Generally true patterns can also be considered in terms of a third variety of inference, abduction, (coined by Charles S. Peirce) which provisionally assumes that the offered explanation, if shown to be correct, gives clarity to the question under study. He held as well that an idea should be examined in light of its consequences, an idea that informs this study.

Patterns can be understood as relatively simple rules. These, however, can be combined to create complex outcomes of visual form (such as fractals) or behavior (such as the construction abilities of bees and beavers). Installing a set of rules into an ant’s brain to control each fragment of behavior necessary to construct a tunnel and nest system is impossible (not enough capacity in the neural system). The development of philosophy also cannot be precisely genetically coded. But the inborn rules of sensory and symbolic inquiry can be combined in ever changing ways to achieve extraordinary results. The ability to recognize the patterns that connect us to the rest of nature could be an example.

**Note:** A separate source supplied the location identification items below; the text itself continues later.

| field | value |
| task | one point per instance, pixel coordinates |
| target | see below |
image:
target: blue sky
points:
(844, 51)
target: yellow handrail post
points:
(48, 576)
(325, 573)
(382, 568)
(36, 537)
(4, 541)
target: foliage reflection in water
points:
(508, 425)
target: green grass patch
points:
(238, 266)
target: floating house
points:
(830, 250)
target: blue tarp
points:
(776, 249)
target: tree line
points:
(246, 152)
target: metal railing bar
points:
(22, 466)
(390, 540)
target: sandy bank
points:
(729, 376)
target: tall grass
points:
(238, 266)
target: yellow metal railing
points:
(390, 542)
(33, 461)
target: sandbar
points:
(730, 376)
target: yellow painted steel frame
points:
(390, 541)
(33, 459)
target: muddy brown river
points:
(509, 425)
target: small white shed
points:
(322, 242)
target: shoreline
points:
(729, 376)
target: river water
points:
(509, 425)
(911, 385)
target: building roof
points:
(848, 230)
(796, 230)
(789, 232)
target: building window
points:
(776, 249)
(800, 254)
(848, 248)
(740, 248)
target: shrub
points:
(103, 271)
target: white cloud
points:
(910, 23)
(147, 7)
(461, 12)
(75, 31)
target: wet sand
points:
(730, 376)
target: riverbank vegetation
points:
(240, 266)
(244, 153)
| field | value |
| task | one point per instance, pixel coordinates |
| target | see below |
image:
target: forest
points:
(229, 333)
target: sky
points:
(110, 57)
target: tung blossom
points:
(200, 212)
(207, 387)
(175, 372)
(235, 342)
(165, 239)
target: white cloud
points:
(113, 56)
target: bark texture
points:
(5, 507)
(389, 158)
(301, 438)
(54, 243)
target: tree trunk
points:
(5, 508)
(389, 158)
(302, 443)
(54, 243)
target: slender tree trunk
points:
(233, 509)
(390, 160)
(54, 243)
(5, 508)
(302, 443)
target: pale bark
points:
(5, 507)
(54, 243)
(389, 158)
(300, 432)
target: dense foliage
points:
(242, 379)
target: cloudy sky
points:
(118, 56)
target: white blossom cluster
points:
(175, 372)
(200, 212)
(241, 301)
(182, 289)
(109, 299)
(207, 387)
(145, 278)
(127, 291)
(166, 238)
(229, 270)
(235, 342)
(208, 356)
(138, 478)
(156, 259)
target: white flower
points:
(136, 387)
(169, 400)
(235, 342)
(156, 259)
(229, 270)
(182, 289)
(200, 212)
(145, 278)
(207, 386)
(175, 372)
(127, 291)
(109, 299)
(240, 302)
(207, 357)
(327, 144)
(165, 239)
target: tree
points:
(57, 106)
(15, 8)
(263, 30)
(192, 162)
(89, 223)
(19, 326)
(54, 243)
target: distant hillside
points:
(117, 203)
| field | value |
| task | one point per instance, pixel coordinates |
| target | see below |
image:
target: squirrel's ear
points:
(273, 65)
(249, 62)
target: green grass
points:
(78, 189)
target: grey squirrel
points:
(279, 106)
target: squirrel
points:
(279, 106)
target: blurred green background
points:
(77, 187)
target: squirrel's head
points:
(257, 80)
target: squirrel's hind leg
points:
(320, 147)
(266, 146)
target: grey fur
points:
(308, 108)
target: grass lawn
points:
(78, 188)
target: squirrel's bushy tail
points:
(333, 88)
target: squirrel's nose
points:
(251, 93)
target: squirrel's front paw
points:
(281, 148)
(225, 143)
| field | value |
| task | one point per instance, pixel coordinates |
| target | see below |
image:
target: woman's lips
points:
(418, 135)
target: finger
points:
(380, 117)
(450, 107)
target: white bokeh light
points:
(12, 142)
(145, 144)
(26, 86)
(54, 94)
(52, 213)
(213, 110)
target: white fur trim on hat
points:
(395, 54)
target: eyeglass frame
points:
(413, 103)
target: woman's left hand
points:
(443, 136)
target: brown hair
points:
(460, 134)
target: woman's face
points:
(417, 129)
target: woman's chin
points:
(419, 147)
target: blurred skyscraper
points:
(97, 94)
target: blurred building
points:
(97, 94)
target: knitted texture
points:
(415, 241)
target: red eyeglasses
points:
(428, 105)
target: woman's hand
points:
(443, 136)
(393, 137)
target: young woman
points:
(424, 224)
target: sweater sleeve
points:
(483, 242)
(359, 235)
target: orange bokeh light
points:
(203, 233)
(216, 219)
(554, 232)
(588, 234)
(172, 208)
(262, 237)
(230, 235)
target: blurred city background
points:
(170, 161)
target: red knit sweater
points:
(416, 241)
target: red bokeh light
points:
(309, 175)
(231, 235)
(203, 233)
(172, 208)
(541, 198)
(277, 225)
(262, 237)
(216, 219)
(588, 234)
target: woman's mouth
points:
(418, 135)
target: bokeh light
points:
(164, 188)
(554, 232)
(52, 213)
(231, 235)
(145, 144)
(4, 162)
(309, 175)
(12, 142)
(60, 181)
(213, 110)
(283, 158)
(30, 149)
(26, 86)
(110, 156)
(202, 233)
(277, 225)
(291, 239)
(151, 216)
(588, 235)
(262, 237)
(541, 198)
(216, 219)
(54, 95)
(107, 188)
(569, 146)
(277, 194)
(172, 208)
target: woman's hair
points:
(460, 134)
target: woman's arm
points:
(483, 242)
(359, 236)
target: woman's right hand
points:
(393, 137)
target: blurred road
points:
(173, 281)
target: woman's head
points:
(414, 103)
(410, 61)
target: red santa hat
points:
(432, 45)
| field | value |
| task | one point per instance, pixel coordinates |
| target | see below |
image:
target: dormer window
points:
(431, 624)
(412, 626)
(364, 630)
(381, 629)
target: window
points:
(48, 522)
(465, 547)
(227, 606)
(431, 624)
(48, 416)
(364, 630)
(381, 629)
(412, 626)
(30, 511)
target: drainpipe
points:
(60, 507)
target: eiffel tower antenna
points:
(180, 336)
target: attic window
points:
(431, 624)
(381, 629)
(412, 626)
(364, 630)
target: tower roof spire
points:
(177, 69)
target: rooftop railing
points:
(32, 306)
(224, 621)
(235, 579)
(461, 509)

The ability to recognize change itself is inherent to all life, starting with reactions to changes in surrounding chemistry and temperature recognized by even the simplest life forms. Those reactions can be as simple as moving closer to or farther away from stimuli, or evolving into a new form altogether.

All things, events and processes of the entirety change and evolve.

 All things are in the process of becoming something else. For us, the altering of conceptualization and consciousness is an example; all states of mind and perception are temporary before the next moment of greater or lesser change. Even the closed system of a rock crystal on the hillside above my house is a temporary state, old rather than eternal. The comprising minerals were once below ground and molten; some day our expanding star will engulf the earth and render its crystals into yet another thing. This means that the motion inherent to all processes is of ever-change:

The processes of reality are always in motion, regardless of time scale.

Another way to put this is that the systems of all things, processes and events have position and velocity. This includes the smallest theorized subatomic particles, rock crystals, Labrador Retrievers, and ideas.

Systems exist in a state of continual non-equilibrium (according to Ervin Laszlo and other theorists) where stability is (sooner or later) overcome by change. The premier example from living systems is when, after eons of time, organisms evolved from simple cell division to genetic recombination through sexual reproduction. The loss of stability led to multitudinous variety.

When living systems such as businesses or sciences or even civilizations accept change as a natural dynamic by working with its forces, they remain open to energy input and thus in line with the evolutionary/creative processes of generally true patterns. Interconnections within or among systems (called process structures by mathematician Erich Jantsch), leads to “self-organization,” or the coming together of that system. The change process (instability) comes about through the movement of energy. If we accept the generally true pattern of All things, events and processes of the entirety change and evolve, then we have we have given acceptance to evolution in our environment and as our environment. Instability within a system can be the cause of unsettledness, but this place of tension is also the font of creativity.